Une mascarade de richesse ostentatoire, une caricature de puissance, brandie devant un peuple hôte d’une modestie et d’une dignité culturelles qui les écrasent sans même qu’ils en aient conscience.
La veille, j’avais amené mes amis toulousains dans le village des gitans de la mer. Là, pas de bling, pas de frime, juste des cabanes de bois et de tôle, des visages burinés par le soleil et la mer, des sourires timides mais authentiques, et des échanges humains, profonds, sans artifice. Des gens qui survivent, qui résistent, qui gardent leur âme malgré le mépris du monde moderne.

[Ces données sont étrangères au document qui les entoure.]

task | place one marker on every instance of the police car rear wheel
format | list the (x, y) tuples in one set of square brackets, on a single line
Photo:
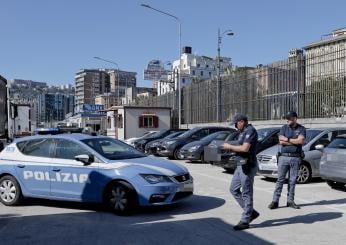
[(121, 199), (10, 192), (304, 174)]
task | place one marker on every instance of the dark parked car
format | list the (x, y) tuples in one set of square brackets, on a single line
[(151, 147), (267, 137), (140, 143), (333, 164), (310, 166), (195, 150), (170, 148)]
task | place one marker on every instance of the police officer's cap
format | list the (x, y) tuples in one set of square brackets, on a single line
[(291, 114), (239, 117)]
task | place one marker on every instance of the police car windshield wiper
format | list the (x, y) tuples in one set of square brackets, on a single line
[(125, 157)]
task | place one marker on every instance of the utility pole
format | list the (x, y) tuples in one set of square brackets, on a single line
[(219, 40)]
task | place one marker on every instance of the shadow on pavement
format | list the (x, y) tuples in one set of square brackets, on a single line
[(101, 228), (301, 219), (325, 202), (193, 204)]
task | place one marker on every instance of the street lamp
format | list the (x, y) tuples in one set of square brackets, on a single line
[(219, 40), (179, 86), (118, 71)]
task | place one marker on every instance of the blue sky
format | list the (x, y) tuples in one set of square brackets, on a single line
[(49, 41)]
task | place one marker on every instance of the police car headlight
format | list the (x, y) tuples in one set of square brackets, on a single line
[(155, 178)]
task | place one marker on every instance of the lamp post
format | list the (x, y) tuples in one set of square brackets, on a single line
[(219, 40), (118, 71), (179, 73)]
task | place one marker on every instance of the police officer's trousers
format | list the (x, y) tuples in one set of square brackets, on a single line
[(291, 165), (242, 190)]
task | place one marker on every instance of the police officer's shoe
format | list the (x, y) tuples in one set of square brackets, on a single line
[(293, 205), (254, 215), (241, 226), (273, 205)]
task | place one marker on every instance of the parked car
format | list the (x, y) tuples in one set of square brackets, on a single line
[(333, 163), (170, 148), (85, 168), (151, 147), (267, 137), (195, 150), (140, 143), (310, 166), (146, 134)]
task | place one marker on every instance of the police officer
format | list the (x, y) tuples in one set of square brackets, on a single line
[(291, 139), (243, 178)]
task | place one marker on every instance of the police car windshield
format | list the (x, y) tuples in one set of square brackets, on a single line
[(112, 149)]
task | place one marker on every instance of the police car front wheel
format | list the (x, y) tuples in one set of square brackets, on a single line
[(121, 198), (10, 192)]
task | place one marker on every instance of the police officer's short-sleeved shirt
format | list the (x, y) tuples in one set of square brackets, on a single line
[(292, 133), (249, 135)]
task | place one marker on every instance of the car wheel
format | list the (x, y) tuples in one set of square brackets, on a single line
[(304, 173), (229, 170), (335, 185), (121, 198), (10, 192)]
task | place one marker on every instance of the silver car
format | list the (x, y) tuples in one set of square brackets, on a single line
[(310, 167), (333, 163)]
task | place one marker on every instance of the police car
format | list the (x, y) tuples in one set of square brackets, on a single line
[(85, 168)]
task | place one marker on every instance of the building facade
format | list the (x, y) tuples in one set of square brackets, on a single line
[(326, 76), (125, 122), (89, 84), (193, 67)]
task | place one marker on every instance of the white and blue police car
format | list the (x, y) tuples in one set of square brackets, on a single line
[(85, 168)]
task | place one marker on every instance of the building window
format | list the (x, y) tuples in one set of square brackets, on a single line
[(146, 121)]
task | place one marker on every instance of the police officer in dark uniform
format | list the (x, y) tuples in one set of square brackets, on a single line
[(292, 137), (243, 178)]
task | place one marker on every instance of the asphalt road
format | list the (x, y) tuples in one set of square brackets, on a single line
[(205, 218)]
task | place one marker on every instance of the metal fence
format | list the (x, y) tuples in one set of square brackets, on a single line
[(266, 92)]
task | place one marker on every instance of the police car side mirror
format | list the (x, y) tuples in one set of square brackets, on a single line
[(86, 159)]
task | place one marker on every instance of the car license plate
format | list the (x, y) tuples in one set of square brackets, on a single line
[(187, 186)]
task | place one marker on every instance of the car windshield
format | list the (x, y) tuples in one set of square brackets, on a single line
[(112, 149), (339, 143), (264, 132), (147, 135), (188, 133), (310, 134), (171, 136), (215, 136), (158, 134)]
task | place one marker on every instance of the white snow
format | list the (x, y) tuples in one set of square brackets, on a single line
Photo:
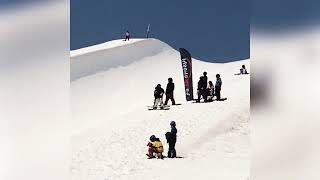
[(112, 85)]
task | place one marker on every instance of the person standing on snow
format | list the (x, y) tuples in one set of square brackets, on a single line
[(243, 70), (127, 36), (158, 97), (218, 87), (172, 139), (169, 92), (210, 91), (205, 80), (201, 88), (155, 146)]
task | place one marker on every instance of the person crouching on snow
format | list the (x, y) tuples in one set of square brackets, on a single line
[(158, 97), (155, 147)]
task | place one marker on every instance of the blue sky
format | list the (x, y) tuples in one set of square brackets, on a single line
[(213, 30)]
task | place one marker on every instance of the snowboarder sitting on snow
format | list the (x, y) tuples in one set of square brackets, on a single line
[(201, 89), (127, 37), (210, 92), (218, 87), (172, 139), (243, 70), (155, 147), (158, 97), (169, 92)]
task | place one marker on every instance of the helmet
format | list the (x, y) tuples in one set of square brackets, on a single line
[(152, 137)]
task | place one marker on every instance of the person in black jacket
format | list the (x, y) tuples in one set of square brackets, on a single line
[(201, 88), (158, 96), (205, 80), (172, 139), (218, 87), (169, 92)]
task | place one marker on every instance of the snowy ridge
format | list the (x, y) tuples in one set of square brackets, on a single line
[(101, 57), (112, 124)]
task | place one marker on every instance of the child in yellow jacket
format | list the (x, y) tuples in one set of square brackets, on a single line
[(155, 147)]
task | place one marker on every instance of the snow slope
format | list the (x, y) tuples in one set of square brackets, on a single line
[(113, 83)]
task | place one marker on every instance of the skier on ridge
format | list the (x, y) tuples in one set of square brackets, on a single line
[(158, 96)]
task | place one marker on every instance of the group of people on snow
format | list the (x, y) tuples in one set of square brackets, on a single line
[(156, 147), (159, 92), (207, 90)]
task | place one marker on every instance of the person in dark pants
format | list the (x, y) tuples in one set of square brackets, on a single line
[(172, 139), (205, 80), (169, 92), (158, 96), (218, 87)]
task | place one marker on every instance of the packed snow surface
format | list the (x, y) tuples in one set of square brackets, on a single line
[(111, 86)]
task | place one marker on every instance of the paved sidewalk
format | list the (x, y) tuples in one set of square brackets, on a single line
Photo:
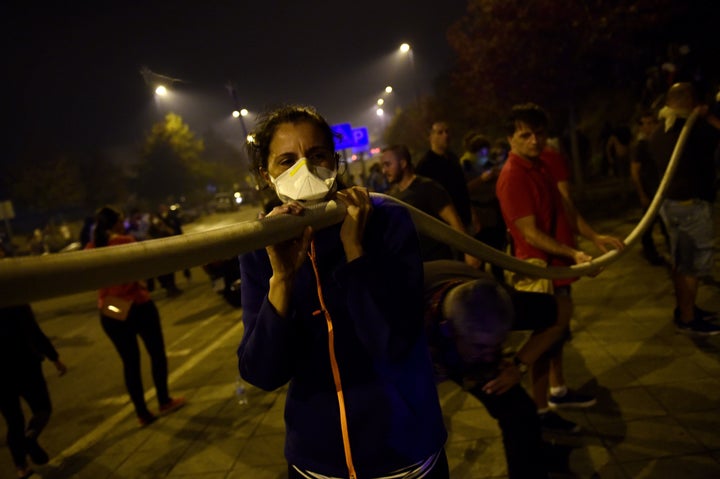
[(658, 411)]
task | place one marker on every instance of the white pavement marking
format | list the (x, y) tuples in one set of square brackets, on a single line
[(107, 425)]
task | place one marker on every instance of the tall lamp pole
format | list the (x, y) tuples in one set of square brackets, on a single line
[(407, 50)]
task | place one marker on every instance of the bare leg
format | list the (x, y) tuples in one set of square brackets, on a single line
[(686, 288)]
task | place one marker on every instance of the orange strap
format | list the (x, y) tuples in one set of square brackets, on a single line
[(333, 364)]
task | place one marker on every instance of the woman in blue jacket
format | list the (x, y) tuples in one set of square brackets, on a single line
[(338, 313)]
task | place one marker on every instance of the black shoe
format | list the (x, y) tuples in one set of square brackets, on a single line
[(36, 453), (552, 422), (697, 327), (704, 314), (654, 259), (572, 399), (174, 292)]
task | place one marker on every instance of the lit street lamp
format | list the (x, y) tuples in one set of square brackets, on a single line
[(405, 49), (241, 114)]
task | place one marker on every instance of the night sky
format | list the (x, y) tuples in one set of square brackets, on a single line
[(73, 79)]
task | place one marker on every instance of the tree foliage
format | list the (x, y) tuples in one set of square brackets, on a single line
[(171, 166), (48, 181)]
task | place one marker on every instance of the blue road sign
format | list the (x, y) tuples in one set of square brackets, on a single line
[(346, 139), (360, 137)]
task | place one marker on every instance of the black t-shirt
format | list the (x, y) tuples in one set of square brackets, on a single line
[(429, 197), (446, 170), (648, 170), (695, 173)]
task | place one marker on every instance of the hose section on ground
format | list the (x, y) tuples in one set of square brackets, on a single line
[(33, 278)]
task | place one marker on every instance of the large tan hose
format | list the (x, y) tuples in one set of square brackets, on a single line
[(28, 279)]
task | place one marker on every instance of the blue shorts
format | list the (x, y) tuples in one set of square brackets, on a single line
[(690, 229)]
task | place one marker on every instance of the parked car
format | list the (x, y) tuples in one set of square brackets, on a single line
[(228, 201)]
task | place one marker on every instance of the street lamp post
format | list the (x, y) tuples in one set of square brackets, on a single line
[(405, 49)]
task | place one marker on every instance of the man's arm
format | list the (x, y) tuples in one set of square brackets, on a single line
[(536, 238), (635, 175), (578, 222)]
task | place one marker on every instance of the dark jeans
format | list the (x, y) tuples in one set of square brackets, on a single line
[(26, 382), (519, 422), (143, 321), (439, 471)]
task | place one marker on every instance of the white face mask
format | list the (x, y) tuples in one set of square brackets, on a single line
[(304, 183)]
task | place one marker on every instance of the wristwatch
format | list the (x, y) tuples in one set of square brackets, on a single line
[(522, 367)]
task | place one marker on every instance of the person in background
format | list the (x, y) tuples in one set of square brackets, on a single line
[(543, 224), (687, 207), (424, 194), (376, 180), (338, 314), (162, 225), (442, 165), (23, 347), (468, 315), (142, 319), (645, 177)]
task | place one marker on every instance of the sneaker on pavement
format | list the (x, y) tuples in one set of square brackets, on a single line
[(146, 419), (552, 422), (697, 327), (571, 399), (172, 405), (36, 453)]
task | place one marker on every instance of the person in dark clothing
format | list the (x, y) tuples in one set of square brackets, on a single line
[(337, 314), (167, 223), (424, 194), (443, 166), (687, 207), (468, 315), (23, 346), (141, 319)]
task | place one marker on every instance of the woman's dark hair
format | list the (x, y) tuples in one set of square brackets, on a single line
[(401, 151), (105, 218), (259, 147)]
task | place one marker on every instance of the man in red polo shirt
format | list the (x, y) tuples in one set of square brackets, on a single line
[(543, 233)]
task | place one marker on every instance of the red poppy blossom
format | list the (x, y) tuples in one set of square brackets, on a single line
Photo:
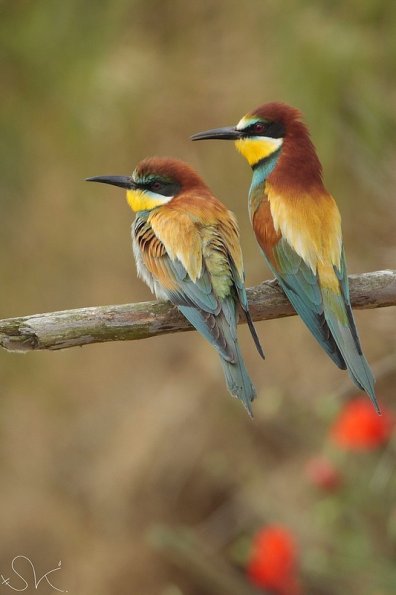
[(359, 427), (323, 474), (273, 561)]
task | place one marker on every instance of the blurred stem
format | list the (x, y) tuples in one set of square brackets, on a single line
[(186, 551), (71, 328)]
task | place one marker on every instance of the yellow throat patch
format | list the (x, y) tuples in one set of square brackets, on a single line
[(255, 149), (139, 200)]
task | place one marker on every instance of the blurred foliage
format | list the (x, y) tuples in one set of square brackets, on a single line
[(96, 447)]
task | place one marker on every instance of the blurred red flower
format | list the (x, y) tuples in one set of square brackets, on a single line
[(322, 474), (359, 427), (273, 561)]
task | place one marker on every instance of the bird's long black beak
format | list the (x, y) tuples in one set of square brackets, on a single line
[(121, 181), (228, 133)]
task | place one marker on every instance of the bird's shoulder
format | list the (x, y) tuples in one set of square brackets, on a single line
[(308, 220)]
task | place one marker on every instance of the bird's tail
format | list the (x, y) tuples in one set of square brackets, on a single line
[(221, 331), (237, 377), (238, 381), (339, 317)]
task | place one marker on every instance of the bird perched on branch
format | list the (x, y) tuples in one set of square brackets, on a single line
[(187, 250), (298, 227)]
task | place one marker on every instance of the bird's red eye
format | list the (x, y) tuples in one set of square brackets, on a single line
[(258, 127)]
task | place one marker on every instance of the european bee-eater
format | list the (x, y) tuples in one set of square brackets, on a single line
[(187, 250), (298, 227)]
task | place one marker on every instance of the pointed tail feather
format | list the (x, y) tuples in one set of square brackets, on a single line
[(238, 380), (254, 333), (221, 331), (340, 320)]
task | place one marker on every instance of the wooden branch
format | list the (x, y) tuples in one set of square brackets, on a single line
[(71, 328)]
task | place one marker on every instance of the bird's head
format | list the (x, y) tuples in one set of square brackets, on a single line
[(154, 182), (261, 132)]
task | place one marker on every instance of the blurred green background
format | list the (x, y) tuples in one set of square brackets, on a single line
[(100, 446)]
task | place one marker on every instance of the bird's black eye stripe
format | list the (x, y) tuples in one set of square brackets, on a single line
[(164, 187), (271, 129)]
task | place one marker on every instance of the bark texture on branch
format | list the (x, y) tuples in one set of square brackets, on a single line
[(82, 326)]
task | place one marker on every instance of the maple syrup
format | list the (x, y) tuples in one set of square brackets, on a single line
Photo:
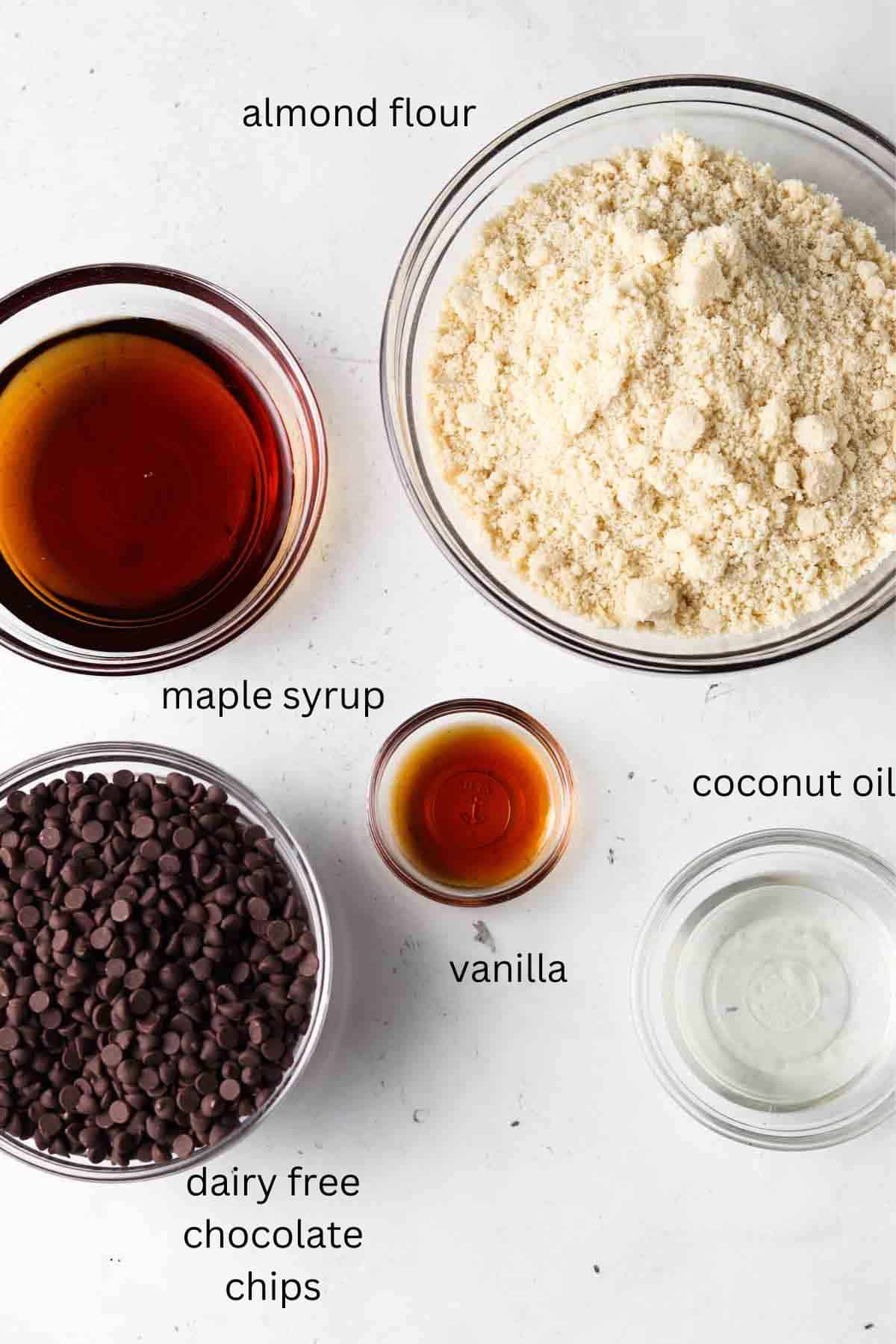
[(472, 806), (144, 485)]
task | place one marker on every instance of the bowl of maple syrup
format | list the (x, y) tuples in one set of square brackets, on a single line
[(470, 803), (163, 468)]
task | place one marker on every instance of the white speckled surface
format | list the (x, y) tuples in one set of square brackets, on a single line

Et c’est là, dans ce contraste violent, que la colère monte : comment ose-t-on afficher une telle vulgarité à deux pas de ceux qui n’ont rien ?

Et pendant ce temps, la France, ce pays si fier de ses « valeurs », laisse pourrir ses quartiers sous la drogue, abandonne ses jeunes à la désocialisation, et exporte ses pires spécimens – ces voyous en mal de virilité – pour qu’ils aillent souiller d’autres cultures. Une honte. Une double honte, même : celle de ces touristes indignes, et celle d’un État incapable de protéger les siens, ici comme là-bas.
La vraie richesse, elle était dans les yeux des gitans de la mer. Pas dans les poches de ces clowns en or de pacotille.